The size of the changes are pretty impressive, but that's because it has to set up so much infrastructure to get Aurora up and running.

Create the DynamoDB Table

Now that we've established our Mock "legacy" system... we can get to the fun stuff.

Create the DynamoDB table with streams enabled:

    const dynamoTable = new Table(this, serviceName, {
      billingMode: BillingMode.PAY_PER_REQUEST,
      partitionKey: {
        name: `ChefId`,
        type: AttributeType.STRING,
      },
      removalPolicy: RemovalPolicy.DESTROY,
      tableName: serviceName,
      stream: StreamViewType.NEW_IMAGE, // this enables the streams
    });

DynamoDB Lambdas

There are only two "modernized" lambdas:

And connecting them to DynamoDB is much simpler using grantRead and grantReadWrite...

    dynamoTable.grantReadWriteData(updateDynamoChef);
    dynamoTable.grantReadData(getDynamoChefs);

Update the API Gateway

For the demo's sake I'm going to keep the old endpoints.
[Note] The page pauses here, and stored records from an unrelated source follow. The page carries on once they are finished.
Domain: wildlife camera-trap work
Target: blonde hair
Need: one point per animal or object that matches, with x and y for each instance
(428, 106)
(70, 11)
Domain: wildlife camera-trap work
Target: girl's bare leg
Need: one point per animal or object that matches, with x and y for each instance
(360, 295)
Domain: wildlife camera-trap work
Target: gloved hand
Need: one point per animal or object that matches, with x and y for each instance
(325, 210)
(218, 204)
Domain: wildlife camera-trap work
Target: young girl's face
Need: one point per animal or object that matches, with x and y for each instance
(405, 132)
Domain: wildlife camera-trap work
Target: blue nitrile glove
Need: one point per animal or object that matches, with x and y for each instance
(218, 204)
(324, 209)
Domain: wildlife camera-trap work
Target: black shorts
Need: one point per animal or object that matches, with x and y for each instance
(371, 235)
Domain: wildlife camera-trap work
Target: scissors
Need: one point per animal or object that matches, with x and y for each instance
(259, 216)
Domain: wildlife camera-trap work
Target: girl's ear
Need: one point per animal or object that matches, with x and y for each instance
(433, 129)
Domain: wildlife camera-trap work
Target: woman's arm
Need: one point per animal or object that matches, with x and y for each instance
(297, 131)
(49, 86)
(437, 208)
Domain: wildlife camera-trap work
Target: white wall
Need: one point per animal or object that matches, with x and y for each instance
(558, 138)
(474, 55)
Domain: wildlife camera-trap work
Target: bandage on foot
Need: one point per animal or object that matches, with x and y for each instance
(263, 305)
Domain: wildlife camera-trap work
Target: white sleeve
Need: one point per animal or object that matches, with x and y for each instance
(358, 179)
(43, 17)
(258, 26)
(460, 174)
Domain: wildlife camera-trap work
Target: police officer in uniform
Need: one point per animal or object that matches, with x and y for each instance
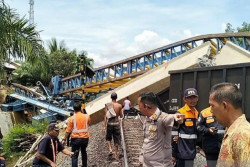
(184, 148)
(156, 150)
(212, 134)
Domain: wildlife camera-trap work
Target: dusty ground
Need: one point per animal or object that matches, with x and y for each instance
(97, 151)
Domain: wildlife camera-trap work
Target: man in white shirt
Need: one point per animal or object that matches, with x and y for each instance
(126, 106)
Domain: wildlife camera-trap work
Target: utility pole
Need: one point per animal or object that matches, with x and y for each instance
(31, 12)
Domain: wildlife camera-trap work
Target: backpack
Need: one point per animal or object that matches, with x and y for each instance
(110, 111)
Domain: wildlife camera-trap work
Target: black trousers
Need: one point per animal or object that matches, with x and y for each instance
(211, 159)
(185, 163)
(77, 145)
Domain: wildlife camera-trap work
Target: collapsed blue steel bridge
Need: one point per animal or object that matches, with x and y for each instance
(118, 73)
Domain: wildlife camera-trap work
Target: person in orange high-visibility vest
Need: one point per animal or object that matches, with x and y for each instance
(49, 147)
(78, 127)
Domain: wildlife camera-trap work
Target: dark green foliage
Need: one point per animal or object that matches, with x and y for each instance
(16, 132)
(18, 38)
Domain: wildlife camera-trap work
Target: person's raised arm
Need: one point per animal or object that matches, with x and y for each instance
(105, 118)
(67, 152)
(1, 135)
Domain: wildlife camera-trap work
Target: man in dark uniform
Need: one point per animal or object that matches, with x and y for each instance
(48, 148)
(212, 134)
(156, 150)
(184, 150)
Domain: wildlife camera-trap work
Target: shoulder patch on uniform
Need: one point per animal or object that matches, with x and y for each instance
(163, 115)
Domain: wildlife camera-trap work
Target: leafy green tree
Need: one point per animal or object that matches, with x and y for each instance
(63, 62)
(53, 46)
(18, 38)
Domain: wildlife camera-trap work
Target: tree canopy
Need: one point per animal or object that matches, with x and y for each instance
(18, 38)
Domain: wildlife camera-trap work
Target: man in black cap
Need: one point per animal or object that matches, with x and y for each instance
(184, 147)
(112, 112)
(49, 147)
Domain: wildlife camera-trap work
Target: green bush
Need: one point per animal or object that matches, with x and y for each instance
(16, 132)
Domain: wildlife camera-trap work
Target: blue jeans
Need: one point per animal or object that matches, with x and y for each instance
(77, 145)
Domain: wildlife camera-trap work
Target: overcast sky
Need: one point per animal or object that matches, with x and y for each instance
(112, 30)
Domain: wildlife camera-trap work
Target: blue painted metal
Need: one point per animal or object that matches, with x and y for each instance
(47, 106)
(151, 59)
(50, 116)
(18, 105)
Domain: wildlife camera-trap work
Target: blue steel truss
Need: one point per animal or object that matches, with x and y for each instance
(148, 60)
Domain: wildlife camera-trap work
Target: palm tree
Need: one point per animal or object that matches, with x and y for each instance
(18, 39)
(88, 61)
(53, 46)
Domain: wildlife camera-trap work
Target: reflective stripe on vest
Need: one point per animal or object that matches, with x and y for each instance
(75, 130)
(221, 131)
(188, 136)
(174, 133)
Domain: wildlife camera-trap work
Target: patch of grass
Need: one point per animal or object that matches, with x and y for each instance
(9, 144)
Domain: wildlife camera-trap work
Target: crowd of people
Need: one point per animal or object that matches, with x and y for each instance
(169, 139)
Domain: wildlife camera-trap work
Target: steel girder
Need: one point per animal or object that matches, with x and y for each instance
(139, 64)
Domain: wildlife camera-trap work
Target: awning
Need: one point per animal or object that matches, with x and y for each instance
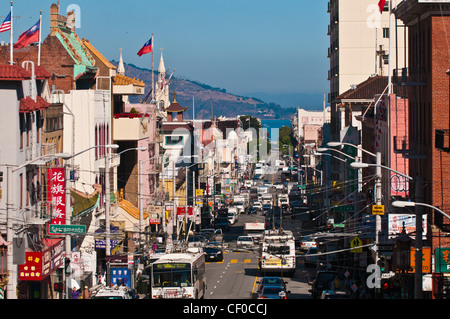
(39, 265)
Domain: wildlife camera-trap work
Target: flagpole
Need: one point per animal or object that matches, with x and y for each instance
(153, 80)
(390, 52)
(40, 35)
(11, 49)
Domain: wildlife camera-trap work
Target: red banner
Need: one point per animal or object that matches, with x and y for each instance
(39, 265)
(56, 194)
(181, 211)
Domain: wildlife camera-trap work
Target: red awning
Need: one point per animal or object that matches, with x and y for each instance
(27, 104)
(39, 265)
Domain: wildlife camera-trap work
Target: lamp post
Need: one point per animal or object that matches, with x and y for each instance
(141, 199)
(377, 185)
(12, 270)
(418, 212)
(108, 197)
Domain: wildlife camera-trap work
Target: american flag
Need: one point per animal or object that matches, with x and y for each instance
(6, 25)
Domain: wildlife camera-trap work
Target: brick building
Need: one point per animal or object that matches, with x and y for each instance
(427, 80)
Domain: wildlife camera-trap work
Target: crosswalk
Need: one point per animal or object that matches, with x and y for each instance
(234, 260)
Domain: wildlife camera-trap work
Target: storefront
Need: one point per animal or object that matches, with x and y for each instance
(41, 270)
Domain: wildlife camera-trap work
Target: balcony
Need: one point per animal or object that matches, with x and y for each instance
(407, 77)
(131, 127)
(403, 146)
(442, 140)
In practice I would update which functions the original endpoints were calling.

GET <apigatewayurl>/dynamo/chefs # get all chefs
POST <apigatewayurl>/dynamo/chefs # insert a chef

DynamoDB Stream to trigger the legacy lambda

Finally... add an event source to the legacy lambda to trigger on the DynamoDB stream event...

    const eventSourceProps: DynamoEventSourceProps = {
      startingPosition: StartingPosition.LATEST,
      batchSize: 1,
    };
    writeAuroraChefs.addEventSource(new DynamoEventSource(dynamoTable as any, eventSourceProps) as any);

Pièce de résistance

After re-running cdk deploy --profile personal and waiting for the updates to happen... let's walk through our endpoints.
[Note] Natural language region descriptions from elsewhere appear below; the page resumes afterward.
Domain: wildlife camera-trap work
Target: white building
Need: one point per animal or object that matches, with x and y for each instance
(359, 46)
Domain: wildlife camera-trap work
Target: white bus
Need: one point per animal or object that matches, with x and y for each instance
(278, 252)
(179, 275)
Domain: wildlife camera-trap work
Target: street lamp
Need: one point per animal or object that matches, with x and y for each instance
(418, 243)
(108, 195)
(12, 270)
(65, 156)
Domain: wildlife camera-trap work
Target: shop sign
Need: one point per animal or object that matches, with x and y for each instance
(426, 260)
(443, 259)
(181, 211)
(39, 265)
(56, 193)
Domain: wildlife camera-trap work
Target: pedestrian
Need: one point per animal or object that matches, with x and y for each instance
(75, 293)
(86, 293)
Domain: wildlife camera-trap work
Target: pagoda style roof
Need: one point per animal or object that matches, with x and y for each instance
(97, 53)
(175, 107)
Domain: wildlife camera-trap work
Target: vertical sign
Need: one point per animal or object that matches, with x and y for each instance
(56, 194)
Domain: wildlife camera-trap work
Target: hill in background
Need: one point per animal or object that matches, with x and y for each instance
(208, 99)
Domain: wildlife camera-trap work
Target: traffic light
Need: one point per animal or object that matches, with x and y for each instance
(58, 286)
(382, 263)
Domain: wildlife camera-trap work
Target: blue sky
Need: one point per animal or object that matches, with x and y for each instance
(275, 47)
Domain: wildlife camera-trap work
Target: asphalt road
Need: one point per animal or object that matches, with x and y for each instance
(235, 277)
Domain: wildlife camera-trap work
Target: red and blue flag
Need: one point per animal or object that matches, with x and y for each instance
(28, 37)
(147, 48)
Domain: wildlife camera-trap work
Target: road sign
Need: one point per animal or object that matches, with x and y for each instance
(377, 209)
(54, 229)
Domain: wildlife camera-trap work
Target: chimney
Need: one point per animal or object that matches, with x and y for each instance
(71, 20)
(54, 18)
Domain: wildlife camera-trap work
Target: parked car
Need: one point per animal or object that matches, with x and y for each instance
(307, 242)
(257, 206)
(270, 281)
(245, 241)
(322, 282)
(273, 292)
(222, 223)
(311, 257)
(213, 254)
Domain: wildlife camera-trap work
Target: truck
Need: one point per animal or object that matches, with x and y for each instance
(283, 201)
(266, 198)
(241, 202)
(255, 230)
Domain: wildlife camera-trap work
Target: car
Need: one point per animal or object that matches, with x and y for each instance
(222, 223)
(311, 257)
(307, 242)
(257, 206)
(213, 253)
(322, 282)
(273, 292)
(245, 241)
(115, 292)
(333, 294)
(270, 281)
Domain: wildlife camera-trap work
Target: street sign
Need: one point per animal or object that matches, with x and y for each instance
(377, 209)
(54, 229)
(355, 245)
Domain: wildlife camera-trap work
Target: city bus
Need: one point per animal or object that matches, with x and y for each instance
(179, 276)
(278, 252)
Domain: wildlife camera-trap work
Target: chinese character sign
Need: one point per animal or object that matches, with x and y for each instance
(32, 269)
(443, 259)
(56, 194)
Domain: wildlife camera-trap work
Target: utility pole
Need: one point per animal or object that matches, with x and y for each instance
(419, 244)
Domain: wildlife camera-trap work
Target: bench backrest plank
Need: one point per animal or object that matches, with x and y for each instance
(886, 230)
I stored all of the requests here, so I'm just going to highlight the interesting bits.

1. GET https://nlqemzi885.execute-api.us-east-1.amazonaws.com/prod/aurora/ initializes the DB
2. GET https://nlqemzi885.execute-api.us-east-1.amazonaws.com/prod/aurora/chefs returns an empty list of chefs
3. POST https://nlqemzi885.execute-api.us-east-1.amazonaws.com/prod/aurora/chefs {"firstName":"Alton","lastName":"Brown"} inserts `Alton Brown` in the table
4. GET https://nlqemzi885.execute-api.us-east-1.amazonaws.com/prod/aurora/chefs (same endpoint as 2) returns "Alton Brown" row in the list
5. GET https://nlqemzi885.execute-api.us-east-1.amazonaws.com/prod/dynamo/chefs returns an empty table from dynamo
6. POST https://nlqemzi885.execute-api.us-east-1.amazonaws.com/prod/dynamo/chefs {"firstName":"Bobby","lastName":"Flay"} adds Bobby Flay to dynamo
7. GET https://nlqemzi885.execute-api.us-east-1.amazonaws.com/prod/dynamo/chefs confirms Bobby Flay is in dynamo
8. GET https://nlqemzi885.execute-api.us-east-1.amazonaws.com/prod/aurora/chefs (same endpoint as 2 and 4) returns Alton Brown and Bobby Flay in Aurora!

Top comments (5)

sambasivaravuri • Aug 5 '20

DynamoDB Stream to trigger the legacy lambda:

Could you please help me regarding this topic in Typescript.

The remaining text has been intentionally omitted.